Questo va un po’ contro la presunta abilità del pescatore, e in qualche modo è l’antitesi della ricerca di un record, ma si tratta di una scelta precisa e non sovrapponibile: oggi pesco per il mio piacere, domani tento di stabilire un record. Altrettanto importante ai fini di un buon rilascio è l’utilizzo di ami circle non offset, con i quali l’allamata avviene per la maggior parte dei casi ai lati della bocca, cosa che facilita la rimozione dell’amo o che, anche in caso ci si limitasse a tagliare il filo lasciando l’amo in sede, non comporterebbe particolari fastidi per l’animale. In quest’ultimo caso meglio se l’amo utilizzato non sarà inox, e potrà quindi rapidamente degradarsi senza lasciare tracce, e meglio ancora se, per facilitarne la rimozione,  avrà l’ardiglione schiacciato o ne sarà addirittura privo, cosa che non inciderà più di tanto su eventuali slamature.
Per un  buon rilascio…
Anche l’abilità del pescatore nel condurre il combattimento ha la sua importanza ai fini del rilascio. Un combattimento lungo e sfiancante, stresserà oltre misura il pesce portandolo sottobordo con un tal carico di acido lattico da renderne problematico il rilascio. Inoltre durante le fasi di slamatura sarà importante mantenere il più possibile il pesce in acqua, e là dove fosse necessario portarlo a bordo andrà maneggiato unicamente con le mani bagnate (e/o protette da guanti in plastica), cosa che eviterà da un lato di asportare il prezioso muco che ricopre la pelle del pesce proteggendolo da infezioni batteriche, e dall’altra gli eviterà lo shock termico conseguente al contatto con le nostre mani, ben più calde rispetto alla temperatura del mare. Infine va ricordato che il pesce si è sviluppato e vive in ambiente in cui la densità dell’acqua offre un consistente sostegno globale, ma che una volta portato in ambiente aereo l’animale subisce tutto il peso della forza di gravità. 

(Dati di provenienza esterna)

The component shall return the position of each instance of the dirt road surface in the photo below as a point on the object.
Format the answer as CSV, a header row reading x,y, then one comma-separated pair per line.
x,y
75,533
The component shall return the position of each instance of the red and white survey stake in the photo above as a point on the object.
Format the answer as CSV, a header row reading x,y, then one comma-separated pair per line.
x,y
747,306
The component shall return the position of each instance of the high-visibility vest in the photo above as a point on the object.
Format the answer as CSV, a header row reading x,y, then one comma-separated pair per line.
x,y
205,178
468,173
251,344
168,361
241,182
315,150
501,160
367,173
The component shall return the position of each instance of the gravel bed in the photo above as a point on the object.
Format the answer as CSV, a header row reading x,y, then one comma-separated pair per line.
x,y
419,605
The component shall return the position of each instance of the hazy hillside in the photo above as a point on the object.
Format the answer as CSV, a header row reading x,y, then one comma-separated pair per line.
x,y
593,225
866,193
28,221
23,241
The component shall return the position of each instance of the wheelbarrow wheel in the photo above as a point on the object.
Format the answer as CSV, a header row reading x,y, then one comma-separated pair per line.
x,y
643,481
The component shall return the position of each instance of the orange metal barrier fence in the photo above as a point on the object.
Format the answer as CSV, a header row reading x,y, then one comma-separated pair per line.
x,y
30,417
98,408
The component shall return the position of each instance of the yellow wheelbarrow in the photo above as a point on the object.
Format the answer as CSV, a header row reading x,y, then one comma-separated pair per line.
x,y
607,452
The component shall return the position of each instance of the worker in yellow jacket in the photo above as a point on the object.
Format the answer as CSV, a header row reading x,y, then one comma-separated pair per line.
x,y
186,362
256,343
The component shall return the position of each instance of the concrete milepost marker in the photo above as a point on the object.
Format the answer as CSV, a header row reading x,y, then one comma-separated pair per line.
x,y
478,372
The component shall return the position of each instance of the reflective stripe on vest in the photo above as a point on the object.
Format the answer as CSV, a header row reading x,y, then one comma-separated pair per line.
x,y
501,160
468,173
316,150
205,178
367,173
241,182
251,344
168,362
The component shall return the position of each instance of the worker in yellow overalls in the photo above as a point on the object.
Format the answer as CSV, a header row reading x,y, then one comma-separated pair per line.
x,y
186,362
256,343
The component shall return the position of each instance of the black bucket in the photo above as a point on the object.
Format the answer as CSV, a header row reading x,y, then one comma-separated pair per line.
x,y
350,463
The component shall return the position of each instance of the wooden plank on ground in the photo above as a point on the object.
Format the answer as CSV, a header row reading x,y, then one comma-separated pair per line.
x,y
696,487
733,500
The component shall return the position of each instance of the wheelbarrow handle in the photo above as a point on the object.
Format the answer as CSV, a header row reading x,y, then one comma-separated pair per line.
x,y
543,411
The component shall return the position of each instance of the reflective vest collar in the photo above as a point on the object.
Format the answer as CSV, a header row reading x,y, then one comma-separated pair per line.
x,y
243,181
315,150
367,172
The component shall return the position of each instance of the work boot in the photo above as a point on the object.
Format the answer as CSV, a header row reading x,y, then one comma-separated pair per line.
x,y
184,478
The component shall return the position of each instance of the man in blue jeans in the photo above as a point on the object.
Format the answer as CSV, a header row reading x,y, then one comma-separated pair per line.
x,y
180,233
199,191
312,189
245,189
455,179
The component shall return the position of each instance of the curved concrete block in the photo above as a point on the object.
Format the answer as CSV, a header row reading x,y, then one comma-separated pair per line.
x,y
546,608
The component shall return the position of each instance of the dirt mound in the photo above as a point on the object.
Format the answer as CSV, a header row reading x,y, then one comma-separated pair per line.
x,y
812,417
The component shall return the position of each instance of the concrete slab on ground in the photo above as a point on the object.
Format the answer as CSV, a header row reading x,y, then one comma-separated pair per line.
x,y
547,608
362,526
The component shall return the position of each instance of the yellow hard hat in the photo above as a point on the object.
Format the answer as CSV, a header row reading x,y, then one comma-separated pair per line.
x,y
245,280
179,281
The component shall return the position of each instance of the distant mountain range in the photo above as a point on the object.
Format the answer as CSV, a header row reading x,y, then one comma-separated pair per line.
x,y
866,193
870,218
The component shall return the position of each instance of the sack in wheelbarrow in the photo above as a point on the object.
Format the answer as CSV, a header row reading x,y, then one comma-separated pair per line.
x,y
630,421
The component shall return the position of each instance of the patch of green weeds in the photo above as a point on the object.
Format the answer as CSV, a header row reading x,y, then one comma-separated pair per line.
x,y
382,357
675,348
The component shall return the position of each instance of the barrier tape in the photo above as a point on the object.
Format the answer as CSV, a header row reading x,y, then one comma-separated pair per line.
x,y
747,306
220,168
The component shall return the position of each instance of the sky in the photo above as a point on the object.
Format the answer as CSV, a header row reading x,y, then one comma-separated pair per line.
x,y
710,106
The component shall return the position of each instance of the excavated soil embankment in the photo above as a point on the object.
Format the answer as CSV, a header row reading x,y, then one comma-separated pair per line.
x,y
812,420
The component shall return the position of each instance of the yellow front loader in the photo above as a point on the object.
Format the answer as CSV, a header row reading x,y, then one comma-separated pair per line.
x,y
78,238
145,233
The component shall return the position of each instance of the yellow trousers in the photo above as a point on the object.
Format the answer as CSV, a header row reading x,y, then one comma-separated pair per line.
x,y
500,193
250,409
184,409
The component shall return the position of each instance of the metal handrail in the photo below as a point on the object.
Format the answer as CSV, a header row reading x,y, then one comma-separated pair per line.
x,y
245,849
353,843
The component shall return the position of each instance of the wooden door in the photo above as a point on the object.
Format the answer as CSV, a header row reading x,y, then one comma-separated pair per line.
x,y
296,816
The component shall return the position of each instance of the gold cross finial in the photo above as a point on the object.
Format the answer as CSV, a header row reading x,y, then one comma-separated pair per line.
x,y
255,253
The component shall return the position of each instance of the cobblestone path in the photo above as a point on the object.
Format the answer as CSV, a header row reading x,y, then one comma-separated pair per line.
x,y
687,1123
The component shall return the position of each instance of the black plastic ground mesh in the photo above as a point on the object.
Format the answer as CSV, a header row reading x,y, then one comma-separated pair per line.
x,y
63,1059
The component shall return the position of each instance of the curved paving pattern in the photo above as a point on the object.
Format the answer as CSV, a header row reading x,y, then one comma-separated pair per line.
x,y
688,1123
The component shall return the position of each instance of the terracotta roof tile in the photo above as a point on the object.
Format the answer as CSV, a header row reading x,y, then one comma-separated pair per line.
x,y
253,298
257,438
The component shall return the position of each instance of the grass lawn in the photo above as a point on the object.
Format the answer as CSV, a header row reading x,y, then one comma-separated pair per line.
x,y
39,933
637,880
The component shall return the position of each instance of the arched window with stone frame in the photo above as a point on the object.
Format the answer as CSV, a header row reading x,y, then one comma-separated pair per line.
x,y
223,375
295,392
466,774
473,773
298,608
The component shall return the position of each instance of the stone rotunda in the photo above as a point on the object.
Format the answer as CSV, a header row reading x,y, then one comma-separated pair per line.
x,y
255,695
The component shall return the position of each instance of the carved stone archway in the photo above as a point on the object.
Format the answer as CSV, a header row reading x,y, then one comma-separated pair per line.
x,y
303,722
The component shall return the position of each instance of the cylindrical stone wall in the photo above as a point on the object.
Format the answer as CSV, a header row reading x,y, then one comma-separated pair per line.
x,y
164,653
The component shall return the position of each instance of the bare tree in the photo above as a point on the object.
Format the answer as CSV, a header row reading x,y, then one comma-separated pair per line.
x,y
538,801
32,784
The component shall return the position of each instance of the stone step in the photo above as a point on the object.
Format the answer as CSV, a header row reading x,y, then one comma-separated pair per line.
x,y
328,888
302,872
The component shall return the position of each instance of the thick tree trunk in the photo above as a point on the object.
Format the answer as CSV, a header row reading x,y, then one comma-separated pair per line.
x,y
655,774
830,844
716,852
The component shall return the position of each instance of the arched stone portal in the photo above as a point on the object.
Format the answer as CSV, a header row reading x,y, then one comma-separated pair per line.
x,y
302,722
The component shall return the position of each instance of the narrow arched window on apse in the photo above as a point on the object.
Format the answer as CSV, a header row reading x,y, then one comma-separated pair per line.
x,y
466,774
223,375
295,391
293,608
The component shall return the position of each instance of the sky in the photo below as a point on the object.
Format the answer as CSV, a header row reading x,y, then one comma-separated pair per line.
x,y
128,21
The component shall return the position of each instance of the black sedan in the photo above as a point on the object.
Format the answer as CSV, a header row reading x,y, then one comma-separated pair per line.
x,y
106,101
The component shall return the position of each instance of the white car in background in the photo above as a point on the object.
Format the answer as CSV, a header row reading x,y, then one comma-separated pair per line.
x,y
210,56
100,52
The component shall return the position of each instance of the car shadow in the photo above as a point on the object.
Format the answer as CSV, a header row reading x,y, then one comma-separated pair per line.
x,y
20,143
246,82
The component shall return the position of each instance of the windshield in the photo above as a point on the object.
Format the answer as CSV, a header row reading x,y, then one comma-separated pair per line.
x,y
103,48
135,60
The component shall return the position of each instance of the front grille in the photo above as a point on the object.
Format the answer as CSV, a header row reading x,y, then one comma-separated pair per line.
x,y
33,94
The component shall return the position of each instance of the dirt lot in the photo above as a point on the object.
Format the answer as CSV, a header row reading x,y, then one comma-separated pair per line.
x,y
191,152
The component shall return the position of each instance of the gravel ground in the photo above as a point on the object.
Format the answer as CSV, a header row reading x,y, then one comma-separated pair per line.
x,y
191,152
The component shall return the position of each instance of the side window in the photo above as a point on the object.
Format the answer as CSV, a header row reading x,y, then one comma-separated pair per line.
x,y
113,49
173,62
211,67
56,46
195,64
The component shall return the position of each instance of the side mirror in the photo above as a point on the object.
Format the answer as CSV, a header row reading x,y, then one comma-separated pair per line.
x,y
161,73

Da qui l’accortezza di non tenere mai i pesci, soprattutto quelli di maggiori dimensioni, in posizione verticale per evitare danni agli organi interni, e meno che mai portarli a bordo sollevandoli con un boca-grip. Importante è poi maneggiarli con delicatezza tenendoli in posizione orizzontale, e rimetterli in acqua con altrettanta delicatezza e con la testa in avanti. Queste, per capirci, sono le raccomandazioni di chi il C&R l’ha inventato, oltre Atlantico, ed essendo pienamente supportate dalla scienza sarà il caso di fidarsi. Anche se, come spesso capita di vedere, certi pesci rilasciati dopo un trattamento brutale, magari maneggiandoli come pupazzi e buttandoli fuoribordo come fossero pastura, si dimostrano vitali nel riguadagnare il blu: nessuno sa cosa accadrà dopo qualche ora.
I danni della pressione
La sopravvivenza di un pesce fuori dall’acqua può variare da specie a specie, ma dipende anche dalle caratteristiche del recupero, e in ogni caso parliamo sempre di pochi minuti. Inoltre la vitalità di un pesce strapazzato in pozzetto e magari poi rigettato in acqua, non deve trarre in inganno, perché eventuali danni fisiologici possono subentrare successivamente.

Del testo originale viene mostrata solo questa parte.